LncRNA SNHG1 is a prominent lncRNA that is involved in a variety of cancers. SNHG1 expression is associated with unfavorable overall survival and tumor recurrence in patients with COAD. Moreover, SNHG1 promote cell growth and cell migration via upregulating EZH2 and miR-154a-5p in COAD [41]. LncRNA KCNQ1OT1 can promote EMT by decreasing miRNA-217 expression to upregulate ZEB1 axis in COAD [42]. Furthermore, KCNQ1OT1 has been demonstrated to promote chemoresistance of oxaliplatin by iR-34a/ATG4B pathway and it is associated with poor prognosis in COAD [43]. A previous study showed that lncRNA MALAT1 was remarkably upregulated in COAD cells.
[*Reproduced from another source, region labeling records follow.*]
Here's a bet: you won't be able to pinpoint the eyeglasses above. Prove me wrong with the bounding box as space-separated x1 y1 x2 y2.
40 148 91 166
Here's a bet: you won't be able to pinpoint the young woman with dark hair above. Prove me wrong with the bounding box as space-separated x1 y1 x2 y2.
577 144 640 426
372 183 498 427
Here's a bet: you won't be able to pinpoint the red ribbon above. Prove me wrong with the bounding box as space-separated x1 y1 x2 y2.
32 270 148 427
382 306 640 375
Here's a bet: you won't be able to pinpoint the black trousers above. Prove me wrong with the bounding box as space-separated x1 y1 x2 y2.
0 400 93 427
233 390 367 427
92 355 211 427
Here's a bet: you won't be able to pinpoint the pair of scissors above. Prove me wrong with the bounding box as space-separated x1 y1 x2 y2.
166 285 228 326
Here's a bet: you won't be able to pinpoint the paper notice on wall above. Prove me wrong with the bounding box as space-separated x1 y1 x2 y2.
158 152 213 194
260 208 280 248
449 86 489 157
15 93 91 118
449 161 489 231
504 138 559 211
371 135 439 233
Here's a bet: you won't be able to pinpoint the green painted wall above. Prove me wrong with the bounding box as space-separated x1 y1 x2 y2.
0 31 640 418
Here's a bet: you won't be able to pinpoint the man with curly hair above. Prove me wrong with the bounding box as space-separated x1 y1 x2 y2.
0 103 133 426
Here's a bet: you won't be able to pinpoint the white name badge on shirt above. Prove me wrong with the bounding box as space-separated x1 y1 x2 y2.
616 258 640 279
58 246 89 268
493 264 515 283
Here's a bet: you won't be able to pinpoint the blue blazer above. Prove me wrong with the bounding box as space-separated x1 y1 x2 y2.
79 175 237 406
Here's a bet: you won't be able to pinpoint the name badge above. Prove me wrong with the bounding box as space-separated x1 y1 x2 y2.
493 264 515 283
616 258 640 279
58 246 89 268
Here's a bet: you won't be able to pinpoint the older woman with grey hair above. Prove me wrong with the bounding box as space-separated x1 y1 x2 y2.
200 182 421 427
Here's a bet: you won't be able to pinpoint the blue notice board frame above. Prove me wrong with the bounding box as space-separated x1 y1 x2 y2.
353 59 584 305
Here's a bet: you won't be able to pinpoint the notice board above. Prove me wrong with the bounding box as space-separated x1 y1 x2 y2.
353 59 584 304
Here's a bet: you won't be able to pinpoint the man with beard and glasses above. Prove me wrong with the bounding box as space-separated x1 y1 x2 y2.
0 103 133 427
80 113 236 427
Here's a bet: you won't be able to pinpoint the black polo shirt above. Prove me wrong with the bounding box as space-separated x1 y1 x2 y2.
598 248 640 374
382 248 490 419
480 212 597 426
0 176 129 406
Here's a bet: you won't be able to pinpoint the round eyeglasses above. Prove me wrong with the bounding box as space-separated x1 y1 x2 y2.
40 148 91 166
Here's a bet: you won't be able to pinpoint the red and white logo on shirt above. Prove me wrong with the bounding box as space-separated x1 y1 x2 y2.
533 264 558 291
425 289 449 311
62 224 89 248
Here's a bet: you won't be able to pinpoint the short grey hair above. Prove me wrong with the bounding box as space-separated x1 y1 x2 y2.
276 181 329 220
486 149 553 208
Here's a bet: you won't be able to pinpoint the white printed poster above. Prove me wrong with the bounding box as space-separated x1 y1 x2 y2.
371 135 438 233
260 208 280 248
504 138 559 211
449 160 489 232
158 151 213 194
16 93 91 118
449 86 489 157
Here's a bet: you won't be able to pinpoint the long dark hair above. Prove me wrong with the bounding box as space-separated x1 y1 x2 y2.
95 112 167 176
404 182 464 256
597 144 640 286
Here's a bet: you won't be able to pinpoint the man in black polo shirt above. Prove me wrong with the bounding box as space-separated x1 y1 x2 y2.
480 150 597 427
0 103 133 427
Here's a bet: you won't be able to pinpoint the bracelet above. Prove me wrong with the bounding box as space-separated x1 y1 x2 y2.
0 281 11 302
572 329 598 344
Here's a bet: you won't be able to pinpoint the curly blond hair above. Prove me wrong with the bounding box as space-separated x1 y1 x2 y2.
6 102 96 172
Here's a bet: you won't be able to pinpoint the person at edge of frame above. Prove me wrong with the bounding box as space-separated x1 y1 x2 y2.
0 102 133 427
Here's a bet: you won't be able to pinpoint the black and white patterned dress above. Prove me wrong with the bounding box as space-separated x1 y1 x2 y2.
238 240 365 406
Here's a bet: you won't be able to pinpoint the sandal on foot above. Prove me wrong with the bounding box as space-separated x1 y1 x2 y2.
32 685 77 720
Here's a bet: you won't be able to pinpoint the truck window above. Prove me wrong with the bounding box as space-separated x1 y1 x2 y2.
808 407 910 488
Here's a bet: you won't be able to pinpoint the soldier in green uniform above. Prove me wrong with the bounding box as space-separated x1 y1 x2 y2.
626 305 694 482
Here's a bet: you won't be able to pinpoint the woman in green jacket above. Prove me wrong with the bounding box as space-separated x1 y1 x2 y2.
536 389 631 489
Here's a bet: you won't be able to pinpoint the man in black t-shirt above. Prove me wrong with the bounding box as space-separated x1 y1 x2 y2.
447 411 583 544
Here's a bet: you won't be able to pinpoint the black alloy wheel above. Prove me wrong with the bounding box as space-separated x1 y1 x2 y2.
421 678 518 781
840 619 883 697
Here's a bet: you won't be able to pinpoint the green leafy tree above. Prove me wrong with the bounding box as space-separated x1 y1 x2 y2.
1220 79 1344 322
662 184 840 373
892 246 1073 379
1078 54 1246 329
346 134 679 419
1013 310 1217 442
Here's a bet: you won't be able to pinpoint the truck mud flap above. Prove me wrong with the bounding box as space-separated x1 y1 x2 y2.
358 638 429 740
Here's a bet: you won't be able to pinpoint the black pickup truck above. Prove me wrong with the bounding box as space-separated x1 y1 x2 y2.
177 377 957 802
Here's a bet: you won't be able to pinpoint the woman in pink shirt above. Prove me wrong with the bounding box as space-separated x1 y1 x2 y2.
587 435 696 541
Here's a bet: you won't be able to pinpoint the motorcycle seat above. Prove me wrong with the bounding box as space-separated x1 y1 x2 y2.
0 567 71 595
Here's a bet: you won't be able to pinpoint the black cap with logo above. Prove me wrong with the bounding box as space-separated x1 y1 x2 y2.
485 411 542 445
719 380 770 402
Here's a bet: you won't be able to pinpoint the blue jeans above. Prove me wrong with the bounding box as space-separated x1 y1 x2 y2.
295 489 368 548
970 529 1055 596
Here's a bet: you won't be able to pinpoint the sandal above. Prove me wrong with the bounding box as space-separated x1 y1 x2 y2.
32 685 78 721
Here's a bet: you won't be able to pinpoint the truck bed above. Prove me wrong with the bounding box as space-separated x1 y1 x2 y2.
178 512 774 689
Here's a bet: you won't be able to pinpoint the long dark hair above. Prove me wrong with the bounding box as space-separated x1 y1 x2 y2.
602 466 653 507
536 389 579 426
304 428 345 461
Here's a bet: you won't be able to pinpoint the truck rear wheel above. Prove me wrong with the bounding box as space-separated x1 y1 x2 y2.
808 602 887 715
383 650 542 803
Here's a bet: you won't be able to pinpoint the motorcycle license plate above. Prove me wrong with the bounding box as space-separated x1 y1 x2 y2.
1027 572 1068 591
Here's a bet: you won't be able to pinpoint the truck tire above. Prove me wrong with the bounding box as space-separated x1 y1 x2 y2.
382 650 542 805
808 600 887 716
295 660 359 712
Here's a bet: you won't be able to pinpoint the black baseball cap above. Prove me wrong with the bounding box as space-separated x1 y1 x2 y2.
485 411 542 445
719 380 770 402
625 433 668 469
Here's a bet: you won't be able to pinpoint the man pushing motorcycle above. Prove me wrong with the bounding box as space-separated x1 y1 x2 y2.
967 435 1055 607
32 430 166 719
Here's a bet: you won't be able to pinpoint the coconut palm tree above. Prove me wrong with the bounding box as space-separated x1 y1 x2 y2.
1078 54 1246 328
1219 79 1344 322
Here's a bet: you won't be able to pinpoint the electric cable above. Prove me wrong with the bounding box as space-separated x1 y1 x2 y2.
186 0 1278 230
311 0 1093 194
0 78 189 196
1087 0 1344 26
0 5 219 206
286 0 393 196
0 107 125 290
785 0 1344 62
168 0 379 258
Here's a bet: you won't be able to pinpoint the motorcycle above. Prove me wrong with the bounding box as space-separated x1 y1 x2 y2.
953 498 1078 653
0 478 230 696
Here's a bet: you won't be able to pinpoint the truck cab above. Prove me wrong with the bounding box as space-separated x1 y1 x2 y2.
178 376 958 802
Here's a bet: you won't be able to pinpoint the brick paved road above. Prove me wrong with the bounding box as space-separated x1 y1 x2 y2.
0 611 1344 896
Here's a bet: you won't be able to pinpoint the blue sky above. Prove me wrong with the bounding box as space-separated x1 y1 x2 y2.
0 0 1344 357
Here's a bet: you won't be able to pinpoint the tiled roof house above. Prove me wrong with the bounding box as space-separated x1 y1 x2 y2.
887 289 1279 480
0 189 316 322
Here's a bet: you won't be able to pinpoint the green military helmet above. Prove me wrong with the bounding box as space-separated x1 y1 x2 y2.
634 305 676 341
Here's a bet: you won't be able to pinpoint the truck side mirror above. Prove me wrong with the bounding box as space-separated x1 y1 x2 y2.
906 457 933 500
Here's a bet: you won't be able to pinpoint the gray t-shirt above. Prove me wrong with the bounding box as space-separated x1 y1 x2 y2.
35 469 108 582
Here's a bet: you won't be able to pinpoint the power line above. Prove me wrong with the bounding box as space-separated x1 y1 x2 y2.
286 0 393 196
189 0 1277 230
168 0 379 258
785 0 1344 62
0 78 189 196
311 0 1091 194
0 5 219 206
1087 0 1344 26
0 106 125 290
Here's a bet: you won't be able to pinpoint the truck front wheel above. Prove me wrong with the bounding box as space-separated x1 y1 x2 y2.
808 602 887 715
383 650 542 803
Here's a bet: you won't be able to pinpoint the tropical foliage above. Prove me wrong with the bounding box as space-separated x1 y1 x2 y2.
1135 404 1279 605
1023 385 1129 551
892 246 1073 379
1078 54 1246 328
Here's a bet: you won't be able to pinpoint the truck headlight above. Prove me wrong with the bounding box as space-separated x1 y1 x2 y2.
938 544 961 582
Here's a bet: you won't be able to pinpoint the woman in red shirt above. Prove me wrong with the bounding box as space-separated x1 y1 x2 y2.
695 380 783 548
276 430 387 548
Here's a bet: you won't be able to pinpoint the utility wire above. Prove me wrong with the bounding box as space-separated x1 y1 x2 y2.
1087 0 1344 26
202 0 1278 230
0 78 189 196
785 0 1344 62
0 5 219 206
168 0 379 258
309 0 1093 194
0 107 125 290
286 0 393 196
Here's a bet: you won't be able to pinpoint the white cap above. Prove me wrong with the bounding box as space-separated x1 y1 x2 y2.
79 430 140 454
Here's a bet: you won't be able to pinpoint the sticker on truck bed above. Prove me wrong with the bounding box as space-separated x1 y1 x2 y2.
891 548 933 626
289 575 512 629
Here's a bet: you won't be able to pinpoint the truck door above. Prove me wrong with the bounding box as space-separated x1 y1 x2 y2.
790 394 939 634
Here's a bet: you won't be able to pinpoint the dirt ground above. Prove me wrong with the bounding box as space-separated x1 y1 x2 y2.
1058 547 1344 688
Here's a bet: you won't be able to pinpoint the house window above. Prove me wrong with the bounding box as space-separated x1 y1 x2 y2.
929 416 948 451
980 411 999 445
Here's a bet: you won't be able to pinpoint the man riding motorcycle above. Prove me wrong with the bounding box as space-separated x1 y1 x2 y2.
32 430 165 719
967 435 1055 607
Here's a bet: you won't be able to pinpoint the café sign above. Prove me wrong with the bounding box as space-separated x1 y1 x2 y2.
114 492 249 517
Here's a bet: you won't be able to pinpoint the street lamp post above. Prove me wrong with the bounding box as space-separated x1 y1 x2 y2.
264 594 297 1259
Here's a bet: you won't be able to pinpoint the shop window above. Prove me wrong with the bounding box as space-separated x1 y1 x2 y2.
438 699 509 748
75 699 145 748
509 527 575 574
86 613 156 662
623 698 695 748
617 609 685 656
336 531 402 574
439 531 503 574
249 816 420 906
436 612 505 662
MALAT1 can promote metastasis of COAD via RUNX2 as a survival factor in tumor cells [44]. MALAT1 evokes EMT and angiogenesis via sponging miR-1265p to upregulate VEGFA, SLUG, and TWIST [45]. Several investigations demonstrated that lncRNA GAS5 can act as a tumor suppressor gene by different actions. It has been illustrated that GAS5 inhibited angiogenesis and metastasis via regulating Wnt signaling pathway in COAD cells [46]. Finally, lncRNA SNHG20 has been reported overexpressed prominently in CRC tissues in comparison to normal ones. Overexpression of SNHG20 was correlated with poor prognosis in the patients [47]. Although, there are several similar studies, the novelties of the current study include; an extensive exploration of lncRNA, mRNA and miRNA signatures, revealing the diagnostic and prognostic value of lncRNA, and constructing a COAD lncRNA-miRNA-mRNA ceRNA network.

Hence, our data elucidated that, the suggested lncRNAs can be considered as potential promising biomarkers, which could drive tumorigenesis through hijacking canonical signaling pathways in COAD.

Conclusions

Our data highlighted the importance of lncRNA regulatory networks that might provide a promising therapeutic approach for clinical application by considering lncRNA hubs as potential efficient biomarkers.